賞金には、競馬番組に記載された本賞のほかに、距離別出走奨励賞・内国産馬所有奨励賞・出走奨励金および付加賞があり、また、一部の競走では、特別出走奨励金や褒賞金が交付される場合があります。その他、諸手当として競走に出走した馬の馬主に対し、特別出走手当が交付されます。
賞金につきましてホームページの賞金シミュレーターもご参照ください。
良質な競走馬資源の確保のため、国内の生産者または、現にJRAの登録を受けている馬主に対し、優秀な繁殖牝馬の所有を奨励することを目的として交付しています。
サラブレッド系の馬が競走に出走し、第1着から第5着までとなった場合に、ジャパン・スタッドブック・インターナショナルの繁殖登録原簿に当該馬が生まれたときのその母馬の所有者として記載されている者であって、現に軽種馬の生産飼養のために必要な設備を有しているとともに繁殖の用に供する牝馬を飼養管理して軽種馬の生産に従事している者またはJRAの馬主登録を現に受けている者に交付されます。ただし、当該馬が外国産馬の場合には交付されません。
なお、繁殖牝馬所有者賞については、交付のための調査期間を要しますので、交付までに競走から約1ヵ月から2ヵ月程度かかります。
進上金とは、馬主の預託馬が競走に出走して賞金を取得した時に、馬主が管理調教師や騎乗騎手等、厩舎関係者に支払う成功報酬的な金員のことをいいます。
競馬賞金等は、すべて馬主指定の銀行口座に振込みます。振込みは、競走終了後の翌平日(通常月曜日)で、併せて馬主本人宛てに振込通知書が送付されます。振込時には、厩舎関係者への進上金(Q5-30.参照)をあらかじめ差引いた金額を源泉徴収のうえ、振込みます。
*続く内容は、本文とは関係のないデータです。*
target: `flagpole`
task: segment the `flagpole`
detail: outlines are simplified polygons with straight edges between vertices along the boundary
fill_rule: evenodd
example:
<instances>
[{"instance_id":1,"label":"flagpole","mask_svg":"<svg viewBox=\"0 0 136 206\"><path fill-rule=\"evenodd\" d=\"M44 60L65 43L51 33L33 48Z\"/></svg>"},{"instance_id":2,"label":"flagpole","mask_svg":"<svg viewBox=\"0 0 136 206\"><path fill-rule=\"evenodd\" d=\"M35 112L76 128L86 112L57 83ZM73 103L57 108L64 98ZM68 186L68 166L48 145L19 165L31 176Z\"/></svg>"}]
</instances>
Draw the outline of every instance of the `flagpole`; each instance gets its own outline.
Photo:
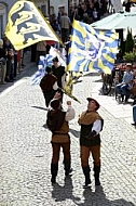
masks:
<instances>
[{"instance_id":1,"label":"flagpole","mask_svg":"<svg viewBox=\"0 0 136 206\"><path fill-rule=\"evenodd\" d=\"M49 17L50 17L50 0L47 0L47 13L49 13Z\"/></svg>"}]
</instances>

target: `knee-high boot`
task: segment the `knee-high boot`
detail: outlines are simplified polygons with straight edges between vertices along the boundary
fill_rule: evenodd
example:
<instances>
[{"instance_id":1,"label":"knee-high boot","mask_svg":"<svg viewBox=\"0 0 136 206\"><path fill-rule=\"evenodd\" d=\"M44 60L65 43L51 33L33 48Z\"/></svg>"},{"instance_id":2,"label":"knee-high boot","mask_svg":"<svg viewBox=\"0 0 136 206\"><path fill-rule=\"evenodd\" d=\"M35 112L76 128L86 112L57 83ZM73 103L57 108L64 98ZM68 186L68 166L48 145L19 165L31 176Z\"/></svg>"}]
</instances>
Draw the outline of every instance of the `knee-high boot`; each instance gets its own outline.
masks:
<instances>
[{"instance_id":1,"label":"knee-high boot","mask_svg":"<svg viewBox=\"0 0 136 206\"><path fill-rule=\"evenodd\" d=\"M69 173L72 171L71 159L64 159L64 169L65 169L65 176L69 176Z\"/></svg>"},{"instance_id":2,"label":"knee-high boot","mask_svg":"<svg viewBox=\"0 0 136 206\"><path fill-rule=\"evenodd\" d=\"M56 182L56 176L57 176L57 171L58 171L58 164L51 164L51 182L55 183Z\"/></svg>"},{"instance_id":3,"label":"knee-high boot","mask_svg":"<svg viewBox=\"0 0 136 206\"><path fill-rule=\"evenodd\" d=\"M95 185L100 185L99 172L100 172L100 166L94 165Z\"/></svg>"},{"instance_id":4,"label":"knee-high boot","mask_svg":"<svg viewBox=\"0 0 136 206\"><path fill-rule=\"evenodd\" d=\"M84 173L84 177L85 177L85 184L83 185L84 188L87 186L90 183L91 183L91 177L90 177L90 167L82 167L83 169L83 173Z\"/></svg>"}]
</instances>

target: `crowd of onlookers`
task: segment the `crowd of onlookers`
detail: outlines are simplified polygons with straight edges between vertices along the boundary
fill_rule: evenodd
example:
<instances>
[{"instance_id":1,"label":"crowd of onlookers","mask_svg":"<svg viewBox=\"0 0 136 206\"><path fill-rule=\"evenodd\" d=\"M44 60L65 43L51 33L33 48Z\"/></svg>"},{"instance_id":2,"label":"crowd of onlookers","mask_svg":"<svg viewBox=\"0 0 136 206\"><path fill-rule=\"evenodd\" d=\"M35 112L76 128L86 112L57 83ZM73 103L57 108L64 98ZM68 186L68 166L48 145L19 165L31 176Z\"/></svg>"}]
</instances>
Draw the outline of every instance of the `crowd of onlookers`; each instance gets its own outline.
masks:
<instances>
[{"instance_id":1,"label":"crowd of onlookers","mask_svg":"<svg viewBox=\"0 0 136 206\"><path fill-rule=\"evenodd\" d=\"M16 51L10 40L4 36L0 39L0 85L13 82L17 74L25 66L24 51Z\"/></svg>"}]
</instances>

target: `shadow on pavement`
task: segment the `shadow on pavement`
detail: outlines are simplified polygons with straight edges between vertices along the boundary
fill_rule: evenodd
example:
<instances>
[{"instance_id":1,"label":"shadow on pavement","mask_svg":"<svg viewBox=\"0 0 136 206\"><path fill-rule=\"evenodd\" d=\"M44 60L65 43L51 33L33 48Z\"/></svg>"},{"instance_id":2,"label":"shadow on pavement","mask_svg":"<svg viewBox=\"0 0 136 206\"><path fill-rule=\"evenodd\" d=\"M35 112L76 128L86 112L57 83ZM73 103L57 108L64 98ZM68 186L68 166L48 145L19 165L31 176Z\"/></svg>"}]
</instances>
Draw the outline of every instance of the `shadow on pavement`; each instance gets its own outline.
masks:
<instances>
[{"instance_id":1,"label":"shadow on pavement","mask_svg":"<svg viewBox=\"0 0 136 206\"><path fill-rule=\"evenodd\" d=\"M79 197L76 197L72 194L72 179L71 177L65 178L65 184L62 186L58 183L53 184L53 191L52 191L52 197L55 199L55 202L63 202L66 199L72 199L73 203L80 201ZM76 203L77 204L77 203ZM56 203L57 205L57 203Z\"/></svg>"},{"instance_id":2,"label":"shadow on pavement","mask_svg":"<svg viewBox=\"0 0 136 206\"><path fill-rule=\"evenodd\" d=\"M47 108L41 107L41 106L31 106L33 108L42 110L42 111L47 111Z\"/></svg>"},{"instance_id":3,"label":"shadow on pavement","mask_svg":"<svg viewBox=\"0 0 136 206\"><path fill-rule=\"evenodd\" d=\"M93 206L93 205L99 205L99 206L135 206L131 202L126 202L125 199L115 199L115 201L109 201L106 198L106 194L104 193L103 186L96 186L95 192L92 192L91 189L85 189L83 191L84 196L84 203L78 204L79 206ZM95 204L94 204L95 203Z\"/></svg>"}]
</instances>

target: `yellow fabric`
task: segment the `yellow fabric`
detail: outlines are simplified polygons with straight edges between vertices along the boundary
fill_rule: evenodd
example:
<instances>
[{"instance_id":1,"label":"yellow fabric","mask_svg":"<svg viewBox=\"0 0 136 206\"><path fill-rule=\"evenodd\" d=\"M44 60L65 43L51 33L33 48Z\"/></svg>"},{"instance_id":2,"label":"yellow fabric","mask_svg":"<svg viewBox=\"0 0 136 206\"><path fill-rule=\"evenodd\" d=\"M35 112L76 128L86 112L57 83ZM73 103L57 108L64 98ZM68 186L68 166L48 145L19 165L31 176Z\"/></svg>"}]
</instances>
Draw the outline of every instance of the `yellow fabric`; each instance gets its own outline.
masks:
<instances>
[{"instance_id":1,"label":"yellow fabric","mask_svg":"<svg viewBox=\"0 0 136 206\"><path fill-rule=\"evenodd\" d=\"M101 119L101 117L99 116L99 114L96 111L93 112L83 112L81 114L81 116L79 117L79 125L91 125L93 124L95 120L97 119Z\"/></svg>"},{"instance_id":2,"label":"yellow fabric","mask_svg":"<svg viewBox=\"0 0 136 206\"><path fill-rule=\"evenodd\" d=\"M5 36L15 50L43 40L60 42L51 25L31 1L19 0L10 10Z\"/></svg>"}]
</instances>

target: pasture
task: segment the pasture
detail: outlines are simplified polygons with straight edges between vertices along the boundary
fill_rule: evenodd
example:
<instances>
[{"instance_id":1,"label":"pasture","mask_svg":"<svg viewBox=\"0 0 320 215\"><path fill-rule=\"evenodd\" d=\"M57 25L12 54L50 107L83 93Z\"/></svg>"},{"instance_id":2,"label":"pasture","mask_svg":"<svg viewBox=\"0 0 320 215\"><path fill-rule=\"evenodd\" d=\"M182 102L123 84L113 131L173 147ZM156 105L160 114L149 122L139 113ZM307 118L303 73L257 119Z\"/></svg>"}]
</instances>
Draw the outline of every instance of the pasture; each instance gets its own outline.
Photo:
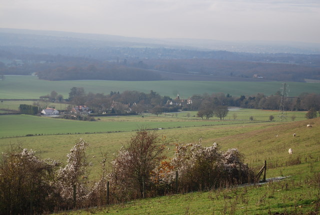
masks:
<instances>
[{"instance_id":1,"label":"pasture","mask_svg":"<svg viewBox=\"0 0 320 215\"><path fill-rule=\"evenodd\" d=\"M320 83L288 82L288 96L298 96L304 92L318 93ZM274 94L281 90L282 82L204 82L163 80L150 82L124 82L114 80L40 80L36 76L6 76L0 82L1 99L38 99L50 94L53 90L68 97L73 86L82 87L86 92L108 94L111 91L122 92L136 90L148 93L152 90L162 96L175 98L179 94L182 98L194 94L222 92L234 96L250 96L263 93Z\"/></svg>"},{"instance_id":2,"label":"pasture","mask_svg":"<svg viewBox=\"0 0 320 215\"><path fill-rule=\"evenodd\" d=\"M224 124L254 123L269 120L269 116L274 116L274 123L279 121L278 111L254 109L236 108L230 111L224 120L216 117L209 120L196 117L196 112L164 113L158 116L151 114L141 116L112 116L96 117L95 122L84 122L63 120L30 115L0 116L0 138L17 136L58 134L93 134L110 132L124 132L136 130L140 128L150 129L188 128L200 126L218 126ZM290 112L287 119L295 116L296 120L304 119L304 112ZM254 120L250 120L250 116Z\"/></svg>"},{"instance_id":3,"label":"pasture","mask_svg":"<svg viewBox=\"0 0 320 215\"><path fill-rule=\"evenodd\" d=\"M230 112L229 114L232 116L234 112L238 114L236 120L218 120L216 118L210 120L202 120L194 116L188 118L186 112L173 116L168 114L158 116L145 114L144 118L140 116L104 116L96 122L74 121L28 115L0 116L0 152L20 145L35 150L43 158L64 162L66 156L75 142L83 138L90 144L88 151L88 157L96 156L94 159L91 159L94 164L92 172L94 177L98 172L98 162L102 152L107 152L110 155L108 159L111 159L112 155L130 140L136 130L161 128L163 129L158 130L157 132L162 141L168 145L169 149L166 153L168 157L173 154L174 143L197 142L201 138L205 146L216 142L224 150L238 148L245 154L247 162L258 166L261 160L266 158L280 162L276 158L278 154L274 153L275 157L272 155L272 148L275 147L272 142L276 142L276 144L282 146L283 142L290 140L287 138L292 137L293 130L292 134L290 132L285 135L280 132L282 130L287 129L287 124L293 124L296 125L294 126L306 123L304 112L289 113L297 116L296 122L282 122L277 118L275 118L277 121L268 121L269 116L273 114L276 116L278 112L242 109ZM192 116L194 116L196 112L191 114ZM254 118L260 120L250 121L248 120L250 116L254 116ZM315 129L306 130L314 132ZM298 130L294 130L294 132L298 136L302 134ZM26 136L30 134L34 136ZM278 136L278 138L276 137L276 135ZM264 146L264 142L268 144ZM259 149L258 146L268 150ZM282 149L282 154L286 155L286 148L290 146L283 145L282 147L284 148Z\"/></svg>"},{"instance_id":4,"label":"pasture","mask_svg":"<svg viewBox=\"0 0 320 215\"><path fill-rule=\"evenodd\" d=\"M307 128L306 124L312 127ZM160 130L162 136L174 134L174 137L176 134L182 138L178 141L184 143L196 142L190 139L205 134L202 144L215 142L222 150L237 147L252 166L260 168L266 160L267 178L288 178L260 186L168 195L68 214L314 214L312 212L319 210L319 118L244 126L224 125ZM292 136L294 132L297 134L296 137ZM288 154L288 148L294 150L293 154Z\"/></svg>"}]
</instances>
なお、振込先は馬主本人名義のものに限られております。振込先の変更等については本部馬主登録課までお問い合わせください。
全ての競走の第1着馬の馬主に対して、賞品および競走を記録したDVDが交付されます。
賞金と同様に課税対象となります。なお、JRAの競走で交付された賞品については、毎年1月末頃に前年分の一覧を各馬主あてに送付しています。